FIG. 7 lower graph shows a debounced feature signal 33, wherein a transition of the signal 29 occurring at 3.3 seconds, indicated by Px, has been discarded. FIG. 8 shows an alternative embodiment of a device 10 for processing a physiological signal 11. In addition to the elements shown in and described with reference to FIG. 1, the device 10 according to this embodiment further comprises an optional baseline removal unit 70, a classification unit 71 and/or evaluation unit 73. The classification unit and the evaluation unit can optionally be implemented as one block as shown in FIG. 8. The baseline removal unit 70 is configured to calculate the difference between the physiological signal 11 and a baseline signal 12 and to provide a baseline removed physiological signal 13. It should be noted that the baseline removed physiological signal 13 can again serve as an physiological signal for a following device for processing a physiological signal. This is illustrated by curve 11b in FIG. 2, lower graph, wherein curve 11b is the difference between the physiological signal 11a and the baseline signal 12a in FIG. 2, upper graph.

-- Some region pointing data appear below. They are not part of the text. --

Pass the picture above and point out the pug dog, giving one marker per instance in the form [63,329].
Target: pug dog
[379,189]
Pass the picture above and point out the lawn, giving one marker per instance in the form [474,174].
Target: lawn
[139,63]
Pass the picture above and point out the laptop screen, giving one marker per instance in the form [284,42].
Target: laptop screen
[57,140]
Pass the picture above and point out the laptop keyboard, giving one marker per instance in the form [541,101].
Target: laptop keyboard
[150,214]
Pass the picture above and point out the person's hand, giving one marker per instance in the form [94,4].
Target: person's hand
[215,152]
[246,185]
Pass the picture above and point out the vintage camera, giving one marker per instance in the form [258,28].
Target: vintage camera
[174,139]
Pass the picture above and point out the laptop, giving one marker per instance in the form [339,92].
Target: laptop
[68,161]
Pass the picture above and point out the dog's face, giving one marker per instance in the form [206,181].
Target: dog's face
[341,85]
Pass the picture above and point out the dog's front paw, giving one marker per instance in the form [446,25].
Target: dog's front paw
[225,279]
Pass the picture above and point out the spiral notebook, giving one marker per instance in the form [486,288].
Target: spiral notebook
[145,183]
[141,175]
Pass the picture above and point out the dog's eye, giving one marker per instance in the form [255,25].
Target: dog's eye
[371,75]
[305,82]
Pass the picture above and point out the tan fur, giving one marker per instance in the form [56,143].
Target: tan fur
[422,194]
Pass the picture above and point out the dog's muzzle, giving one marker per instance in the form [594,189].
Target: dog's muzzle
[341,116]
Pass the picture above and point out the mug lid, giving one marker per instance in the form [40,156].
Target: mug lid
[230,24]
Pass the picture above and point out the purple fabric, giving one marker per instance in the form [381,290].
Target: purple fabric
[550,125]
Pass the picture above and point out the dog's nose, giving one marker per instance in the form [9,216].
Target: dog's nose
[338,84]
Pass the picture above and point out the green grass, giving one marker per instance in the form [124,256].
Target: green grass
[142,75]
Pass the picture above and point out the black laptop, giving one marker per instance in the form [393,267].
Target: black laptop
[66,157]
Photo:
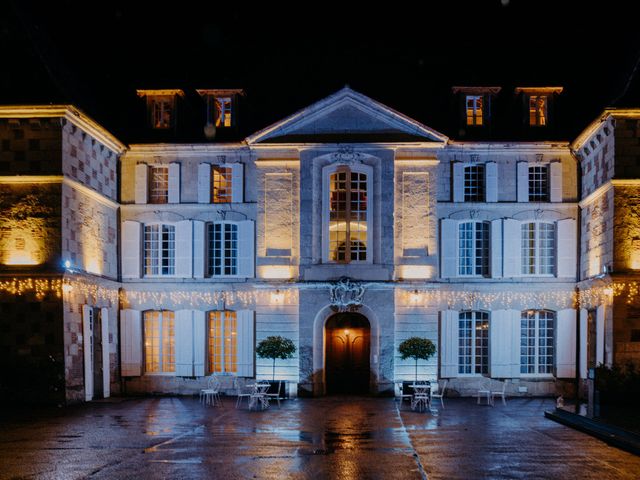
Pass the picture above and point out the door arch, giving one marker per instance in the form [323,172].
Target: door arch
[348,345]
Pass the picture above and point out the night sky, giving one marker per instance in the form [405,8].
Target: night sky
[95,54]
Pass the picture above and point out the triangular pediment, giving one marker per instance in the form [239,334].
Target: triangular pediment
[347,116]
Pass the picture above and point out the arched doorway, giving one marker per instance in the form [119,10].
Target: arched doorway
[347,368]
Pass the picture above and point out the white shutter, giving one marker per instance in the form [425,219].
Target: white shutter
[566,343]
[131,249]
[204,183]
[184,249]
[142,183]
[448,247]
[245,351]
[555,181]
[87,341]
[495,243]
[566,248]
[183,335]
[600,321]
[491,181]
[500,331]
[199,249]
[523,181]
[130,343]
[512,247]
[449,343]
[458,182]
[174,182]
[246,244]
[106,348]
[199,342]
[237,182]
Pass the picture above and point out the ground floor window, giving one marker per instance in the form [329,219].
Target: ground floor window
[473,343]
[536,341]
[222,342]
[159,341]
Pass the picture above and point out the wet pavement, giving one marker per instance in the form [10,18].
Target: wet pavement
[331,437]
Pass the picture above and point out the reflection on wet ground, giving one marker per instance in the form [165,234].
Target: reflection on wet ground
[331,437]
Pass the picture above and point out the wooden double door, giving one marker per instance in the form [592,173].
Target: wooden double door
[348,343]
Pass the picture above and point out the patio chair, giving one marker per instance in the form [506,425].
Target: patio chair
[439,393]
[500,393]
[241,392]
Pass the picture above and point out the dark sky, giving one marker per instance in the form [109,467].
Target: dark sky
[98,53]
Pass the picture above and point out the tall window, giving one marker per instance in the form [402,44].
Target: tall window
[538,248]
[223,248]
[159,250]
[473,248]
[223,111]
[347,216]
[536,341]
[221,179]
[539,183]
[474,183]
[473,343]
[222,342]
[474,109]
[159,342]
[158,184]
[538,110]
[162,112]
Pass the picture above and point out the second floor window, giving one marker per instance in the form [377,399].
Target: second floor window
[159,250]
[474,184]
[221,182]
[159,184]
[537,110]
[222,342]
[473,248]
[474,110]
[473,344]
[538,248]
[348,203]
[223,249]
[539,183]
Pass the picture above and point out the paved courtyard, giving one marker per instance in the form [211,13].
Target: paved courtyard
[332,437]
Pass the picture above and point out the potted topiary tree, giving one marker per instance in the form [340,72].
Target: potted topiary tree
[275,347]
[417,348]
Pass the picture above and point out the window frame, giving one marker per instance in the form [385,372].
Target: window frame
[536,343]
[476,316]
[210,227]
[159,251]
[537,249]
[161,344]
[474,258]
[233,356]
[327,171]
[481,188]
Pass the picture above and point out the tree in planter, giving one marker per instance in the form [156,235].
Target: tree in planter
[417,348]
[275,347]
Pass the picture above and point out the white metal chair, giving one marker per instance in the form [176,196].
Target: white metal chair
[500,393]
[211,394]
[439,393]
[241,392]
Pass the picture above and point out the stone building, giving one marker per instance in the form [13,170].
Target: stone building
[346,227]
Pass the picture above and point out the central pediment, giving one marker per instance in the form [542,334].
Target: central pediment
[347,116]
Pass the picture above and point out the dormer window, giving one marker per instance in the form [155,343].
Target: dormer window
[538,103]
[476,103]
[221,108]
[161,107]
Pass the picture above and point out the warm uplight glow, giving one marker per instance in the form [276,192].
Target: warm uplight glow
[412,272]
[276,271]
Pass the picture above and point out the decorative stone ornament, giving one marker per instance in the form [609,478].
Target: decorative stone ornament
[346,295]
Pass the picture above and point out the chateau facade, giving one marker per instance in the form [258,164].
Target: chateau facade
[346,227]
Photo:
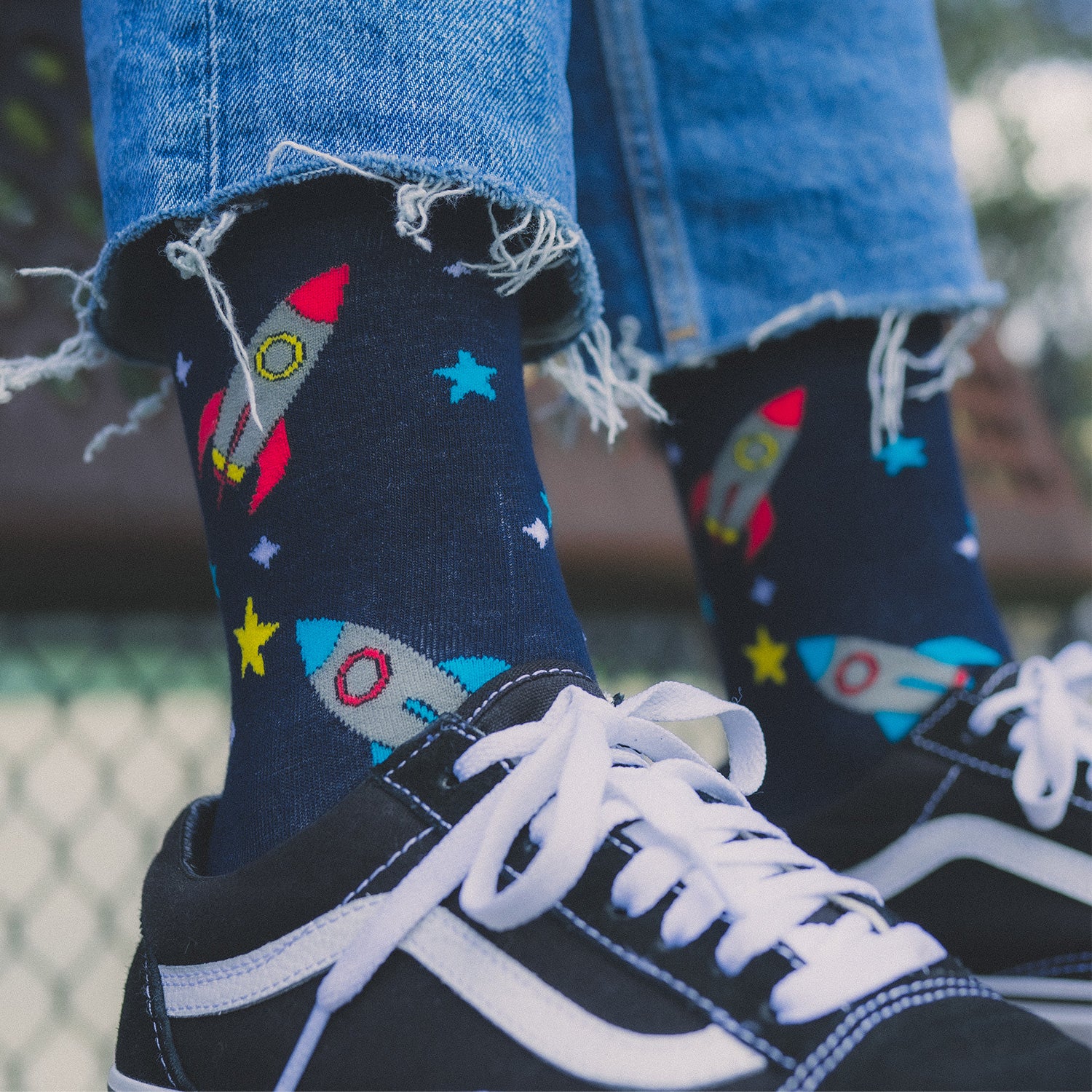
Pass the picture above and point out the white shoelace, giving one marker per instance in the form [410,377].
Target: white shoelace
[582,770]
[1054,734]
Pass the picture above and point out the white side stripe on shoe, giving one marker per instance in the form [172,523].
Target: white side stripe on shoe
[930,845]
[539,1018]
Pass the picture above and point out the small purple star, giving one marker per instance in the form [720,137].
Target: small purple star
[264,552]
[183,369]
[764,591]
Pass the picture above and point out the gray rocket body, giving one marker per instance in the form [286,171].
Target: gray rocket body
[282,354]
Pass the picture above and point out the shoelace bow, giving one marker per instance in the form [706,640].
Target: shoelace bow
[587,767]
[1054,733]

In an embodiment, the classification unit 71 is configured to determine a quality metric 72 based on a magnitude of the baseline signal 12. Alternatively, the classification unit 71 is configured to receive the feature signal 23 or the debounced feature signal 33 and to determine the quality metric 72 based thereon. Further alternatively, the classification unit is configured to determine a quality matric 72 based on a difference between two time intervals from the time interval signal 35. The respective signals can be obtained from the debouncer 30. For example, a difference or delta between two inter-beat-intervals (IBI) can be evaluated. This delta should remain rather constant, since a continuously increasing or decreasing heart rate has a slowly varying slope. For example, the heart rate typically does not jump from 60 beats per minute (bpm) to 120 bpm within a second but increases towards this value. For a healthy subject a threshold of allowable delta values of 20 bpm is practical. However, a patient-specific threshold could be set. Delta values can be also be evaluated upon recovery of the subject. Thereby, also a rate of recovery can be identified. Further, a large delta value can be indicative of a movement artifact or measurement error.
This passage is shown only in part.